Expanding beyond homogenous populations that contain only susceptible individuals that interact randomly, recent studies have integrated network approaches with a classic set of individual-based models used in epidemiology that classify individuals or “agents” into moving between susceptible infected and resistant (or SIR) classes or compartments (Bansal et al. 2007; Brauer 2008; Grimm and Railsback 2005; Kohler and Gumerman 2000). Such integrated network-based SIR models now form the basis of many epidemiological assessments in primate systems (Griffin and Nunn 2012; Kohler and Gumerman 2000; McCabe and Nunn, 2018; Rushmore et al. 2014). For instance, the likelihood of parasite transmission from A to B may be a function of (1) whether A is already infected, (2) the likelihood of a link between A and B in their social network, and (3) the per-contact transmission probability “Beta.” Simulations are run until set criteria are reached, e.g., either the extinction or saturation of infection throughout the group, at which time the average outbreak size or R infinity is calculated (Diekmann et al. 1998; Keeling 1999). The implemented social network might be theoretical (Sueur et al. 2012), based on empirical data (Romano et al. 2016; Rushmore et al. 2014), or both (Griffin and Nunn 2012) depending on the aims of the study.

In a comparative evolutionary analysis that used both natural primate datasets and simulated networks, Griffin and Nunn (2012) used an SIR model to reveal how increased community modularity in the social network, despite a larger group size, negatively impacts parasite success. In a more applied example of the implementation of agent-based models, Rushmore et al. (2014) modeled the social network of a wild population of chimpanzees in order to target specific individuals to vaccinate. Based on their social centrality, they revealed that it was sufficient to target fewer, more central individuals for the same result regarding controlling the spread of infection. In this study, social network position was a model parameter, but it might also be the study object if the model includes feedback loops between the social network and parasite acquisition. Corner et al. (2003), for instance, not only showed that social networks of Australian possums (Trichosurus vulpecula) have an effect on the transmission rate of tuberculosis (TB) but also that the spread of TB had a feedback effect on the social network: infected possums showed higher proximity degree and betweenness centrality than non-infected possums.

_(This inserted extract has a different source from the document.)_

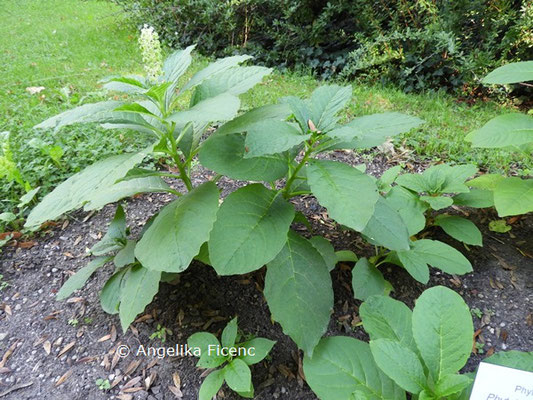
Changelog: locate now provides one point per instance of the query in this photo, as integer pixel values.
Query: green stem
(290, 181)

To our knowledge, agent-based models have not been applied to assess parasite transmission at human-macaque interfaces. In order to do so, we recommend that future research implement the SIR approach, but focus on using multimodal network models in the place of social networks which may account for an added level of complexity to model the heterogeneity between human-macaque and macaque-macaque interactions.

6 Conclusions

Our goals in writing this chapter were threefold. First, we wanted to convey how, despite a recent surge in primate infectious disease ecological research during the last two decades, relatively few efforts have focused on the impact of humans and anthropogenic factors on disease risk in wild primates. Second, we hope to have illustrated how our current knowledge of human-macaque interactions in particular present “starting points” from which long-term, in-depth assessments of the ecology of parasite acquisition and transmission at human-primate interfaces may be conducted. We believe that such efforts would need to integrate ethnoprimatology and infectious disease ecology in order to be successful. Finally, we hope to have convinced readers of how research on infectious disease ecology at human-macaque interfaces are also in need of the implementation of both novel conceptual frameworks (e.g., One Health, Coupled Systems) and cutting-edge analytical approaches (e.g., Network Analyses, mathematical modeling). Such approaches not only bolster the scope of epidemiological research but are also imperative for the conservation and management of both threatened and potentially problematic free-living primate (and indeed other wildlife) populations.